Das Gründungsjahr des Schützenvereins Sieringhoek ist das Jahr 1702. So wird es zumindest angenommen, weil diese Jahreszahl auf einem kleinen silbernen Vogel eingraviert ist, der noch heute an der Königskette des Vereins angebracht ist. Möglicherweise liegt das Gründungsjahr noch weiter zurück.

Die Jahre vor 1977 sind in der damals erstellten Festschrift anlässlich des 275-jahrigen Bestehens ausführlich beschrieben worden und sollen hier nicht wiederholt werden. Doch was hat die Bewohner der Landgemeinden früher veranlasst, Schützenvereine zu gründen?
Schützengesellschaften gibt es seit Mitte des 14. Jahrhunderts.
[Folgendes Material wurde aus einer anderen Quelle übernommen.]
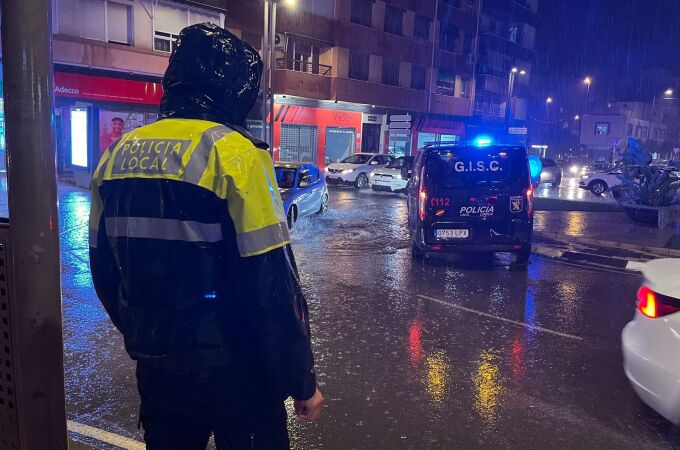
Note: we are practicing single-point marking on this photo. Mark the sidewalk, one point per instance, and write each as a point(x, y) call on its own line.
point(605, 228)
point(603, 239)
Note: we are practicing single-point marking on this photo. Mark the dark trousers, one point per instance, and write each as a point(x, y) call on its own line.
point(179, 411)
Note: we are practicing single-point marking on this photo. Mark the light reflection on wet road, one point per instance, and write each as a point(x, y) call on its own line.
point(400, 371)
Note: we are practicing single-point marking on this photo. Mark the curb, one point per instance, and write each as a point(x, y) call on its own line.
point(588, 258)
point(661, 251)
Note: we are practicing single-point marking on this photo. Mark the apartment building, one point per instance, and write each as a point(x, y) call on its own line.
point(507, 39)
point(604, 136)
point(344, 68)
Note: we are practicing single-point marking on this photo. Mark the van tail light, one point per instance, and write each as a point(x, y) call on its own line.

Da es früher kein stehendes Heer gab, wurden sie gegründet, um Menschen, Haus und Hof vor Angriffen fremder Truppen und bewaffneten Söldnern zu schützen. Aber in Sieringhoek – wie auch in anderen Bauernschaften – bestand eine wichtige Aufgabe der Vorläufer von jetzt bestehenden Schützenvereinen darin, die Bevölkerung vor Wölfen zu schützen. Dass es in Sieringhoek Wölfe gab, steht außer Frage. Sie bedrohten insbesondere das für die Bevölkerung lebensnotwendige Nutzvieh – Rinder, Schweine, Schafe und Ziegen. Bis zur Mitte des 18. Jahrhunderts hatten sie ihren Lebensraum in den damals ungenutzten Feldmarken, der Brechte und dem Gildehauser Venn – im Süden von Sieringhoek bis hin zur westfälischen Grenze.

Die Männer waren verpflichtet, an Wolfsjagden teilzunehmen, wer sich dieser Pflicht widersetzte, musste Strafe bezahlen. Um den Männern den Umgang mit Schusswaffen näher zu bringen, wurden Schießübungen abgehalten. Diese Schießübungen dürften die Vorläufer des heutigen Königsschießens sein.